Credibility of the third party
- [27]The trial turns on findings of credibility, and it is convenient to deal first with the credibility of the third party. There are a number of matters which I think tell against the reliability of the third party’s evidence. The first of these is the date of incorporation of Hamlyn Crest. The third party’s version has the defendant coming to Vanuatu with a view to becoming involved in a business over there, but then deciding not to do so. The inference is that the defendant’s involvement in Hamlyn Crest arose after this. But the defendant’s evidence was that he went to Vanuatu on 17 December 1999, which is three days after the incorporation of the company, and therefore after the time when the defendant must have signed any documents which needed to be signed for that purpose. It must therefore have been after the time when either he made the arrangement with Mr Evans’ brother-in-law in New Zealand to take over the business, or he made the agreement with the third party to act as director of the company. The defendant was not cross-examined on the dates on which he was in Vanuatu, and there was no evidence from the third party of any different date. It seems to me that the timing of the trip to Vanuatu just after the incorporation of Hamlyn Crest is inconsistent with the version given by the third party.

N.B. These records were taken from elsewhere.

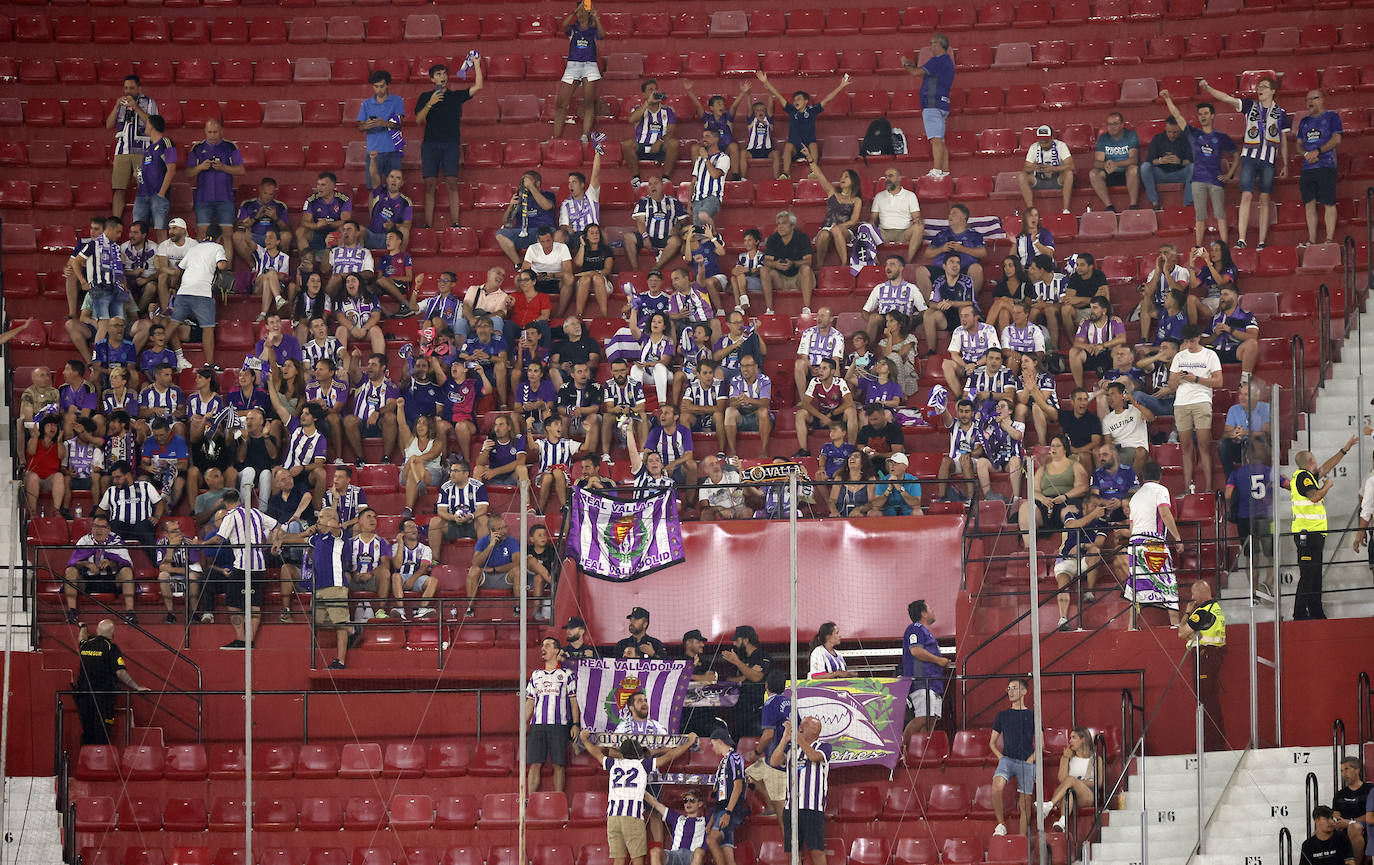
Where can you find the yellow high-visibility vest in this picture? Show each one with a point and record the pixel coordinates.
(1307, 515)
(1215, 633)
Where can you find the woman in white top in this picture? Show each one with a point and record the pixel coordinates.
(422, 451)
(825, 661)
(1080, 772)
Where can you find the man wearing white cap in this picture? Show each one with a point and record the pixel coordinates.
(1049, 166)
(899, 494)
(195, 297)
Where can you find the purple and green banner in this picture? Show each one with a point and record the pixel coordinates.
(862, 718)
(624, 540)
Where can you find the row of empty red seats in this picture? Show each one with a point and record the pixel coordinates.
(498, 26)
(921, 850)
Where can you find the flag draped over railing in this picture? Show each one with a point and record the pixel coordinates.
(624, 540)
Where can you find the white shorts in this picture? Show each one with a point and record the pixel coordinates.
(926, 703)
(581, 70)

- [28]The next matter that strikes me as odd about the third party’s version is that it really did not account for the defendant’s obtaining the business at all. Mr Evans said he was not involved in the process by which the business which had been run by his brother-in-law came to be run by Hamlyn Crest, and the third party, who had an established association with businesses of this nature, did not suggest any involvement other than an indication of a willingness for the Hong Kong company, Highland Investments to provide product. The third party’s version simply does not account for the acquisition of the business by the defendant, notwithstanding the admitted association with the business that the third party had, because of his relationship with Highland Investments which provided product both to Halverson West and Hamlyn Crest.

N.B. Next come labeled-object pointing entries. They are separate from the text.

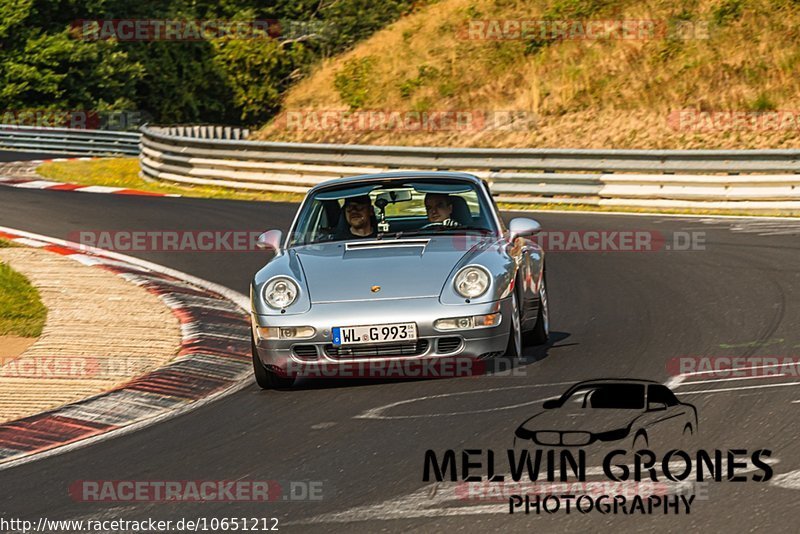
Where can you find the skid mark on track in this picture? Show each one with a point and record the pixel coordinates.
(379, 412)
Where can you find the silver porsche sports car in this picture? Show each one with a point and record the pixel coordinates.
(402, 266)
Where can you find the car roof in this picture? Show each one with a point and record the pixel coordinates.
(461, 176)
(612, 381)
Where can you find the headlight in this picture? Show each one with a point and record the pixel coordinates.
(280, 293)
(467, 323)
(286, 332)
(471, 282)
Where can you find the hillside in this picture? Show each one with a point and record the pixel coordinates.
(699, 74)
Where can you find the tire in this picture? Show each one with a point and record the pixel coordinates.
(514, 347)
(541, 330)
(266, 379)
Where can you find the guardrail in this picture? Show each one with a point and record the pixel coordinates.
(69, 141)
(713, 179)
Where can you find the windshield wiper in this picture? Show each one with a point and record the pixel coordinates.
(434, 231)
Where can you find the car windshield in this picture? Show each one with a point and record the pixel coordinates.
(393, 209)
(607, 396)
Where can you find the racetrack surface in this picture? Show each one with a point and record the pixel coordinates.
(614, 314)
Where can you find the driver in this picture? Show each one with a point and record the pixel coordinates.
(359, 213)
(439, 208)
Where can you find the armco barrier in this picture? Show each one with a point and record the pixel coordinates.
(713, 179)
(69, 141)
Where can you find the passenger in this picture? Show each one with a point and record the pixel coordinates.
(360, 216)
(439, 208)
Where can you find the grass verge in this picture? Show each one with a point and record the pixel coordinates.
(124, 172)
(21, 310)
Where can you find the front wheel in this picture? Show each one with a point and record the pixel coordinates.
(514, 348)
(541, 331)
(267, 379)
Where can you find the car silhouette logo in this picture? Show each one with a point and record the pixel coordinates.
(608, 410)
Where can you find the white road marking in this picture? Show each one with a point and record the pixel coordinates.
(741, 388)
(733, 379)
(790, 480)
(38, 184)
(323, 426)
(100, 189)
(377, 413)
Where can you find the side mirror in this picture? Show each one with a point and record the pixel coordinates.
(522, 226)
(270, 240)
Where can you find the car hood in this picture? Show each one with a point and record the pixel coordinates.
(580, 420)
(402, 268)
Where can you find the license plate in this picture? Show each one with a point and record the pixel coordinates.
(381, 333)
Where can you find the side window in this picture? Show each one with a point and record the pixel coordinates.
(494, 206)
(662, 394)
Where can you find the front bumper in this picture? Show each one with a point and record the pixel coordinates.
(285, 355)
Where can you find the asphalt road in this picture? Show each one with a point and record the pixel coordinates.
(614, 314)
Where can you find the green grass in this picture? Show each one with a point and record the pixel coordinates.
(21, 310)
(124, 172)
(622, 209)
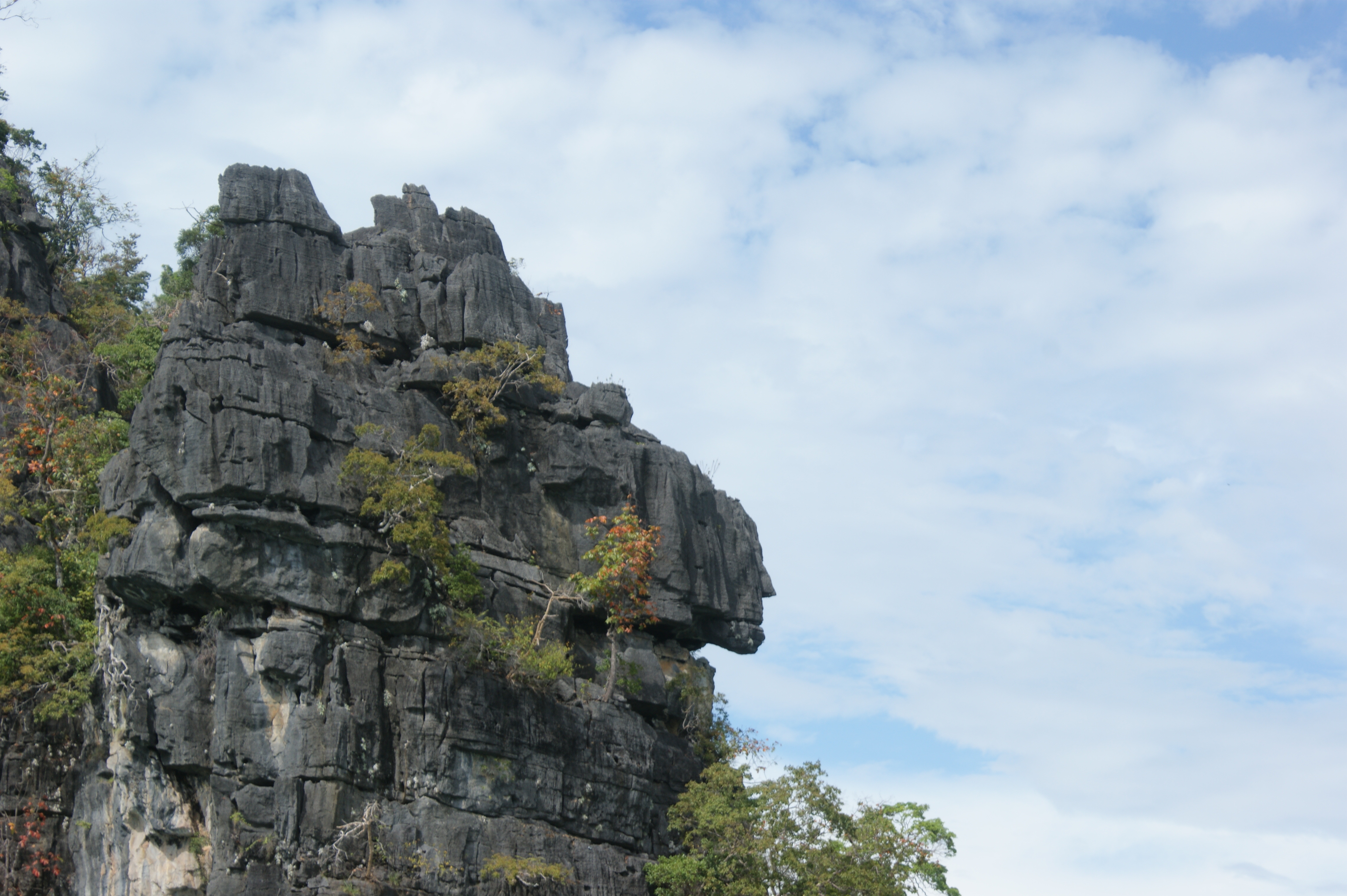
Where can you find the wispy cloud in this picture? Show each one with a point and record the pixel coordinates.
(1020, 338)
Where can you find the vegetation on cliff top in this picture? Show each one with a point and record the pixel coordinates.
(747, 835)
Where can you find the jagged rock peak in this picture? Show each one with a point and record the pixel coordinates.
(267, 689)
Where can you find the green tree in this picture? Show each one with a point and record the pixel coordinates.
(53, 444)
(405, 500)
(622, 584)
(490, 373)
(793, 836)
(80, 213)
(176, 283)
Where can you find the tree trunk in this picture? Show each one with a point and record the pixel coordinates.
(612, 665)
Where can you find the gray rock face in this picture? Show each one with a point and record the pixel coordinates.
(262, 692)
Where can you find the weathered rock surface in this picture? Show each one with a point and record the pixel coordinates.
(262, 692)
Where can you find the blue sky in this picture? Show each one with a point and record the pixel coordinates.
(1016, 326)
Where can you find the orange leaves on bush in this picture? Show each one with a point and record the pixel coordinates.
(622, 583)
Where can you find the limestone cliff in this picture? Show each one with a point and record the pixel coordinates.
(259, 691)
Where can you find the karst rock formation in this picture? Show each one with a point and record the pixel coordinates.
(260, 692)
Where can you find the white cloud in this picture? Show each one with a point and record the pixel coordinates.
(1022, 345)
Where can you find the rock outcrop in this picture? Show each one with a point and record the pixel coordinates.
(260, 692)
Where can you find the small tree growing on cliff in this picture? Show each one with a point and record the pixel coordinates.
(401, 493)
(500, 366)
(336, 307)
(622, 583)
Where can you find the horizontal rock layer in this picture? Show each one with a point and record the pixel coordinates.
(262, 692)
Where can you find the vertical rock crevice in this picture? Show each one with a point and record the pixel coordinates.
(267, 692)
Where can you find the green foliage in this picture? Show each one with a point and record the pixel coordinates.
(529, 871)
(511, 650)
(793, 836)
(628, 675)
(622, 583)
(131, 361)
(176, 284)
(80, 212)
(696, 692)
(46, 637)
(402, 497)
(495, 369)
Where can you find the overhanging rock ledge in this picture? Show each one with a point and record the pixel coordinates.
(262, 692)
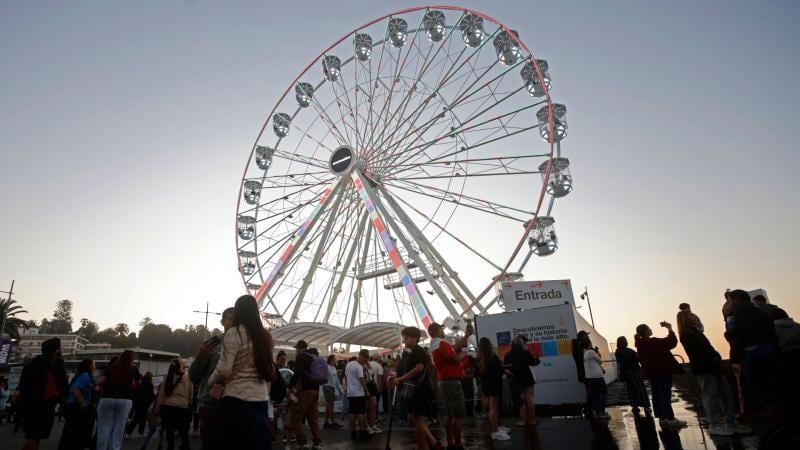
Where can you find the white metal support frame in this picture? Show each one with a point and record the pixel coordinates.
(318, 254)
(370, 201)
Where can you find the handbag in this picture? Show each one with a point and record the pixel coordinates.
(408, 389)
(218, 389)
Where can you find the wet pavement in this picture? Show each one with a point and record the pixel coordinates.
(623, 431)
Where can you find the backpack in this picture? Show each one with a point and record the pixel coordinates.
(277, 390)
(319, 371)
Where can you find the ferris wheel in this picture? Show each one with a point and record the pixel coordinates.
(401, 174)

- [29]The next matter is that the third party admitted that in 2004 he told the Child Support Agency that the rent on his unit was paid with the assistance of his father-in-law: p. 117. That was not true. He lives in a unit at Crown Towers on the Gold Coast where the rent of $1,100 per week is paid by Highland Investments: p. 115. Both his wife and her father denied that the father had ever paid any of the rent on the apartment, and I have no difficulty in accepting that evidence. The third party sought to explain this remark with the suggestion that there was at some time an arrangement with the father-in-law under which he would come to live on the Gold Coast and share the rent. I do not regard that as a plausible justification for making such a statement in those terms to the Child Support Agency given the facts as they were, and consider that this tells against the credit of the third party.

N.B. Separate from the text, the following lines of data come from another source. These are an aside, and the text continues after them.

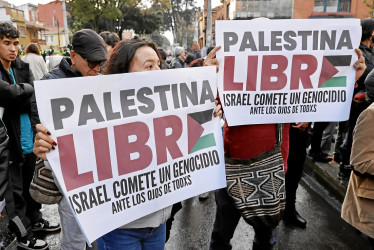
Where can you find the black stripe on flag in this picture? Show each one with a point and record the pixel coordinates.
(339, 60)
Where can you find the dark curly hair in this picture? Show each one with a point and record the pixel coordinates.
(197, 63)
(123, 54)
(8, 30)
(32, 48)
(110, 38)
(367, 26)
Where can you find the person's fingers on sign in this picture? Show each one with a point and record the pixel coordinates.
(359, 65)
(43, 142)
(211, 59)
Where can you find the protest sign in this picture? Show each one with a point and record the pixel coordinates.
(132, 144)
(279, 71)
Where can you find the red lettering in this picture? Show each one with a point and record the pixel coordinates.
(167, 142)
(228, 75)
(124, 147)
(69, 167)
(268, 72)
(298, 75)
(252, 73)
(101, 144)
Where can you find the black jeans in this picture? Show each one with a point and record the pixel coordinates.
(356, 110)
(24, 206)
(295, 164)
(227, 218)
(318, 129)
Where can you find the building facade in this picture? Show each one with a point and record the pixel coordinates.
(280, 9)
(52, 17)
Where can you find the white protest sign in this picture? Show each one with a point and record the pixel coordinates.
(132, 144)
(280, 71)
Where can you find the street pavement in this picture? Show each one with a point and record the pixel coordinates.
(193, 225)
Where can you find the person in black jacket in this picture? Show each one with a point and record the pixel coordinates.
(359, 103)
(88, 53)
(20, 117)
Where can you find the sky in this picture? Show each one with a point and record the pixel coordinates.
(168, 34)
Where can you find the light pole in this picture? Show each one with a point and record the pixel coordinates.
(208, 24)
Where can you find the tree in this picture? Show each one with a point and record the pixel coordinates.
(92, 11)
(159, 39)
(179, 18)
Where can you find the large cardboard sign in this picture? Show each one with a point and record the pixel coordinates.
(132, 144)
(278, 71)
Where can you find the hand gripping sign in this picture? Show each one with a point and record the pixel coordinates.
(278, 71)
(132, 144)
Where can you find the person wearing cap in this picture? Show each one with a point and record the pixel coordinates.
(87, 54)
(20, 117)
(180, 55)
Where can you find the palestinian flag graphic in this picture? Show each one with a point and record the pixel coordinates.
(330, 77)
(196, 122)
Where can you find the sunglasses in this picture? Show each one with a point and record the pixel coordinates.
(94, 64)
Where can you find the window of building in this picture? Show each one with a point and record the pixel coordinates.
(332, 5)
(50, 39)
(22, 31)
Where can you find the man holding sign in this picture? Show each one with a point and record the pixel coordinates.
(293, 72)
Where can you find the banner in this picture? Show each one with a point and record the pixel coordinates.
(280, 71)
(132, 144)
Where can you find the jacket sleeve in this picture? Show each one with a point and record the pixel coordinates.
(369, 86)
(362, 155)
(34, 115)
(14, 94)
(4, 157)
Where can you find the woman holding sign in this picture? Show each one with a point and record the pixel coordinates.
(244, 145)
(149, 231)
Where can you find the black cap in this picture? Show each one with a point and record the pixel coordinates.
(89, 45)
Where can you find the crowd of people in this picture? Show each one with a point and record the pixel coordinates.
(23, 139)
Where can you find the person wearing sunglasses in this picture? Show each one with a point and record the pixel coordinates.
(88, 54)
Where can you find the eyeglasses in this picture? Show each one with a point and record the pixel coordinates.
(94, 64)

- [30]The third party also admitted that he had sworn in an affidavit filed in proceedings in the Family Court that his wife had found it necessary to relocate to the United Kingdom to escape the violence of the defendant’s daughter, and the behaviour of a child psychologist: p. 127. He admitted that he drafted that affidavit and that those were his words. His wife said on the other hand that she left because of domestic violence: p. 83. One of the matters relied on by the defendant was a similarity of the accounts given by his daughter and the third party’s wife as to the third party’s involvement in the businesses. In relation to that, the third party made the point that each of them had reason to be hostile towards him, since evidently both are involved in litigation with him in relation to children they have by him.[20] No doubt the third party is now not on good terms with either of these discarded women but, given that the wife had effectively replaced the defendant’s daughter in his affections, an alliance between them to give false evidence in support of the defendant’s claim seemed to me to be somewhat unlikely. If the statement in the defendant’s affidavit were true, it would be particularly unlikely that the explanation for the similarity between their evidence is that they were putting their heads together to give a false account of the third party’s involvement in these businesses, an account which the third party denied. Indeed, I think if the affidavit were true it is unlikely that the third party’s wife would have been prepared even to tell the truth if it would have assisted the defendant. On the whole, I think the third party’s statement in his Family Court affidavit was not true, and that is a matter which adversely affects the reliability of his evidence.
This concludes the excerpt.